Manu Maniapoto
- Born: Manukapua Maniapoto 29 June 1935 Mokai, Taupō District, New Zealand
- Died: 24 January 2017 (aged 81) Rotorua, New Zealand
- Height: 1.95 m (6 ft 5 in)
- Weight: 107 kg (236 lb)
- Notable relative: Moana Maniapoto (niece)
- Occupation: Bushman

Rugby union career
- Position: Lock

Provincial / State sides
- Years: Team / Apps / (Points)
- 1960–68: Bay of Plenty / 107 / (32)

International career
- Years: Team / Apps / (Points)
- 1960–66: New Zealand Māori

= Manu Maniapoto =

New Zealand rugby union player

Manukapua "Manu" Maniapoto (29 June 1935 – 24 January 2017) was a New Zealand rugby union player. A lock, Maniapoto represented at a provincial level, playing 107 times for the province between 1960 and 1968, scoring 10 tries and kicking one conversion. He was the first player to reach 100 games for Bay of Plenty. Of Ngāti Tūwharetoa, Ngāti Pikiao and Tuhourangi descent, Maniapoto was a member of the New Zealand Māori side from 1960 to 1966, and played for both Tai Rāwhiti (1963–1965) and Northern (1967) in the Prince of Wales Cup.

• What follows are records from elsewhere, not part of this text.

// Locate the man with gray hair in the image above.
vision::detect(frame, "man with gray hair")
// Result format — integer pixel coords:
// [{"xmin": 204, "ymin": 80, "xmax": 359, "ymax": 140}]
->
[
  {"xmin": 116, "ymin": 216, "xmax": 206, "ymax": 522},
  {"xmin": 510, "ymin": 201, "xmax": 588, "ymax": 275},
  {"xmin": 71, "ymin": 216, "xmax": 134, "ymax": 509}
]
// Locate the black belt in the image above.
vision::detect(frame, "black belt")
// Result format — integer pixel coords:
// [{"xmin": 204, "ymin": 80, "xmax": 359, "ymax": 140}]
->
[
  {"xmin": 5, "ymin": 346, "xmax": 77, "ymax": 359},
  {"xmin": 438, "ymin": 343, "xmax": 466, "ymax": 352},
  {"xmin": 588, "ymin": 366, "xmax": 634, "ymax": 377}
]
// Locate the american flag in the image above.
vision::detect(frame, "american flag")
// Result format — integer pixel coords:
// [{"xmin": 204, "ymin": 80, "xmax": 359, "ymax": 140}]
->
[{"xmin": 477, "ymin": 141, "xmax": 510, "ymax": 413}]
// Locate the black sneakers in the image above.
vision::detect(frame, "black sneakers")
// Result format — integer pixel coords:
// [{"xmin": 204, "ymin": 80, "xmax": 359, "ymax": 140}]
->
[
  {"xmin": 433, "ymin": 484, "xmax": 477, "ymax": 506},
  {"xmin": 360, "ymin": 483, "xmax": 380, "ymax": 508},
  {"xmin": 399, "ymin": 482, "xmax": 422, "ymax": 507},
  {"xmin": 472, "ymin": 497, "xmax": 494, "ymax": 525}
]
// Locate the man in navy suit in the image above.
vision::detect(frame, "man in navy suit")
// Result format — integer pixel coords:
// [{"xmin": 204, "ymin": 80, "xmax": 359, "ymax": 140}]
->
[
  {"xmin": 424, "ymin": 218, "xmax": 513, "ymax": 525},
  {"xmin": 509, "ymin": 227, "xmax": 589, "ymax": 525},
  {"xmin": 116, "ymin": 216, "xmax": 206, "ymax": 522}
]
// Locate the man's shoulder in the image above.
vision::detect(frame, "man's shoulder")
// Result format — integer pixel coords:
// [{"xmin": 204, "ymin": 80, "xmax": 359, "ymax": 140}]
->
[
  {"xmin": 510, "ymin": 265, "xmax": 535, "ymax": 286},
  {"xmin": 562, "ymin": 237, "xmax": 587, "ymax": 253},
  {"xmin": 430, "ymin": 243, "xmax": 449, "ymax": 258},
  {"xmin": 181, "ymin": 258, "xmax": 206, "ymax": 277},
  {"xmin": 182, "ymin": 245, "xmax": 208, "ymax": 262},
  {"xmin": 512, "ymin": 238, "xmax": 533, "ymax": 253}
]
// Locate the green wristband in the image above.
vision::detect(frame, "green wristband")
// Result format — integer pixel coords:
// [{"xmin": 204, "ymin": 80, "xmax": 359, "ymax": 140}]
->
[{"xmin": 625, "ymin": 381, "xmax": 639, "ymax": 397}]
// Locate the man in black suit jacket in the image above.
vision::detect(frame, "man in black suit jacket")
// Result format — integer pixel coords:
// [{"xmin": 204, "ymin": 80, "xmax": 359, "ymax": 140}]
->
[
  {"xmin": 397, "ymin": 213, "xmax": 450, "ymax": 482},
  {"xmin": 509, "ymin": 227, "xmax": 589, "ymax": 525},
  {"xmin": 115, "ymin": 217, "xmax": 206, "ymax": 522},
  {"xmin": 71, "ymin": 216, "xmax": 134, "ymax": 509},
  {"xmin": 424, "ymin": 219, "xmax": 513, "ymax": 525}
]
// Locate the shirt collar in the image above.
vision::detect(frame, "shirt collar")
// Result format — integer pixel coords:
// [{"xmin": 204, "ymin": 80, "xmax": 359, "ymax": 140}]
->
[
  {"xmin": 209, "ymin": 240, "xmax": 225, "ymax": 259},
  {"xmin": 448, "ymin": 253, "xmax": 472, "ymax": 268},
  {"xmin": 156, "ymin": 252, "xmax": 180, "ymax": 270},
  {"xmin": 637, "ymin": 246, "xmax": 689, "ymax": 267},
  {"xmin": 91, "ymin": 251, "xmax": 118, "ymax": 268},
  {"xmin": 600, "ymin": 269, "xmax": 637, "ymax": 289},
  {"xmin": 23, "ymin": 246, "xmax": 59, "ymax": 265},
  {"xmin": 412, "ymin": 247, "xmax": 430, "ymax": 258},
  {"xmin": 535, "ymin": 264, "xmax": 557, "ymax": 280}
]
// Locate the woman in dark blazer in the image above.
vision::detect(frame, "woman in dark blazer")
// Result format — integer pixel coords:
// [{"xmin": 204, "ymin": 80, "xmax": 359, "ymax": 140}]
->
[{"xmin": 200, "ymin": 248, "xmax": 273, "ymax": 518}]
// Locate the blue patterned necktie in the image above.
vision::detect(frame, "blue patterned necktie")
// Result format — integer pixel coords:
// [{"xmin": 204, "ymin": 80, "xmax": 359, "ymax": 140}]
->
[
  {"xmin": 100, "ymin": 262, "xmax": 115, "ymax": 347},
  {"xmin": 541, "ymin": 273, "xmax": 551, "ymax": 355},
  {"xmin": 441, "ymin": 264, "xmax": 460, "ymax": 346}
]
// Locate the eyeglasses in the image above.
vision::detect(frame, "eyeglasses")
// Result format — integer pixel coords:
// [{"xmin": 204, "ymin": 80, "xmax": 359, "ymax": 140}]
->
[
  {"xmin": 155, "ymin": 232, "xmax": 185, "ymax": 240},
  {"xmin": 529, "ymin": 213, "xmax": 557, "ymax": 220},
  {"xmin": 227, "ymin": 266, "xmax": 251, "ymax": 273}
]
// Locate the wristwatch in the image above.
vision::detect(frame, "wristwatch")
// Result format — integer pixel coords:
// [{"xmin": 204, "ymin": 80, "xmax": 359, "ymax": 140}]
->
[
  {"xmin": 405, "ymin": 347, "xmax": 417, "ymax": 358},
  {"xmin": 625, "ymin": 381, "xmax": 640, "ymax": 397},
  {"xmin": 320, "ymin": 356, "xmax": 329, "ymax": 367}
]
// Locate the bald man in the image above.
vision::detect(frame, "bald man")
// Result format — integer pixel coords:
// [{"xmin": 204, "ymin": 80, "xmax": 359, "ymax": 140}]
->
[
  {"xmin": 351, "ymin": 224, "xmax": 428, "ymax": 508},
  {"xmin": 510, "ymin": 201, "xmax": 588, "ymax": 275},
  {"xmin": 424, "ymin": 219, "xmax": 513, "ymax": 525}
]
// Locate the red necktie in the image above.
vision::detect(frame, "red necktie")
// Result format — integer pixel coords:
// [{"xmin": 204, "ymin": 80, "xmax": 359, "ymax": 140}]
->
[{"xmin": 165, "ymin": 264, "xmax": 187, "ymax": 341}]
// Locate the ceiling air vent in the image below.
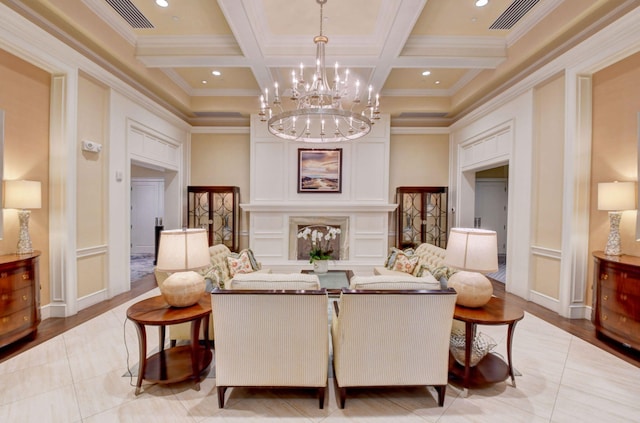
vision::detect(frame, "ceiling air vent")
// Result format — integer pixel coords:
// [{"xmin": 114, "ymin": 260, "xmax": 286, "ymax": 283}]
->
[
  {"xmin": 105, "ymin": 0, "xmax": 154, "ymax": 29},
  {"xmin": 489, "ymin": 0, "xmax": 540, "ymax": 30}
]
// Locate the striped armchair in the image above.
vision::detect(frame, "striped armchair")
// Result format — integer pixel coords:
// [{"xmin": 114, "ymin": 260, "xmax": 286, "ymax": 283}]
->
[
  {"xmin": 211, "ymin": 274, "xmax": 329, "ymax": 409},
  {"xmin": 331, "ymin": 287, "xmax": 457, "ymax": 408}
]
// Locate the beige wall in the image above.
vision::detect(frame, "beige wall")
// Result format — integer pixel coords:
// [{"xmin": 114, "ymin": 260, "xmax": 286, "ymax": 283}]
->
[
  {"xmin": 589, "ymin": 51, "xmax": 640, "ymax": 305},
  {"xmin": 76, "ymin": 74, "xmax": 109, "ymax": 298},
  {"xmin": 388, "ymin": 133, "xmax": 450, "ymax": 248},
  {"xmin": 190, "ymin": 133, "xmax": 251, "ymax": 249},
  {"xmin": 389, "ymin": 133, "xmax": 449, "ymax": 200},
  {"xmin": 530, "ymin": 74, "xmax": 565, "ymax": 299},
  {"xmin": 0, "ymin": 49, "xmax": 51, "ymax": 305}
]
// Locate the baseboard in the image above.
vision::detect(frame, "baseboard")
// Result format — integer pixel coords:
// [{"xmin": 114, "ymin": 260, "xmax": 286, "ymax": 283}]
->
[
  {"xmin": 77, "ymin": 289, "xmax": 109, "ymax": 311},
  {"xmin": 529, "ymin": 289, "xmax": 559, "ymax": 313}
]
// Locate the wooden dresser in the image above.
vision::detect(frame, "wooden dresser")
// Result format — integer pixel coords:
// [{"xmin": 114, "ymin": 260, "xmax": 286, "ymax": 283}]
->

Born at Mokai, north of Taupō, on 29 June 1935, Maniapoto was the fourth son of Hema Maniapoto and Mamaeroa Maniapoto (née Hamiora), and the uncle of singer Moana Maniapoto. He died in Rotorua on 24 January 2017, and his tangihanga was held at Waitetoko Marae at Te Rangiita, on the shores of Lake Taupō.